On 18 August 1965, regiment fought regiment on the Van Tuong Peninsula near the new Marine base at Chu Lai - the first major clash of the Vietnam War. On the American side were three battalions of Marines under the command of Colonel Oscar Peatross, a hero of two previous wars. His opponent was the 1st Viet Cong Regiment commanded by Nguyen Dinh Trong, a veteran of many fights against the French and the South Vietnamese. Codenamed Operation Starlite, this action was a resounding success for the Marines and its result was cause for great optimism about America's future in Vietnam. Starlite catapulted the Vietnam War into the headlines across America and into the minds of Americans, where it took up residence for more than a decade. Starlite was the first step in Vietnam's becoming America's tar baby. The phrase "han tu" — "blood debt," came into Vietnamese usage early in the war with the United States. With this battle, the Johnson Administration began compiling its own blood debt, this one to the American people

This unique account of the battle is based not only on interviews with the Marines involved, from private to colonel, but also on interviews and battlefield walks with men who fought with the 1st Viet Cong Regiment, all of them accomplished combat veterans years before the U.S. entry into the war. The result is a detailed narrative of the battle from the mud level, by those who were at the point of the spear.

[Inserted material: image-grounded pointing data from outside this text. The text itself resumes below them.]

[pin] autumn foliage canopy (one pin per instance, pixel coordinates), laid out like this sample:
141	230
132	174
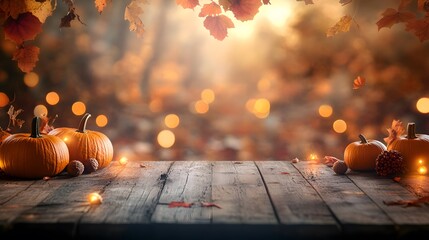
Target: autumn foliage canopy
22	20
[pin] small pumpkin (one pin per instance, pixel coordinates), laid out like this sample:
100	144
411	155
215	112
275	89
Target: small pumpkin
85	144
33	155
413	147
361	155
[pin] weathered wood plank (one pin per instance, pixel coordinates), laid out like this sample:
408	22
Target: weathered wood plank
355	211
380	189
187	181
238	188
299	207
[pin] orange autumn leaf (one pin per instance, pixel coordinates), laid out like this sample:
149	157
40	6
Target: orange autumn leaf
420	28
179	204
25	27
100	5
27	57
343	25
218	26
392	16
191	4
132	15
245	9
359	82
210	10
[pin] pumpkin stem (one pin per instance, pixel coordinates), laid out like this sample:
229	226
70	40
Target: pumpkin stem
82	124
362	139
35	132
411	130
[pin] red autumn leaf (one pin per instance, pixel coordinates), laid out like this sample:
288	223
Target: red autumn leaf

The book also examines the ongoing conflict between the U.S. Army and the U.S. Marines about the methodology of the Vietnam War. With decades of experience with insurrection and rebellion, the Marines were institutionally oriented to base the struggle on pacification of the population. The Army, on the other hand, having largely trained to meet the Soviet Army on the plains of Germany, opted for search-and-destroy missions against Communist main force units. The history of the Vietnam War is littered with many 'what ifs'. This may be the biggest of them.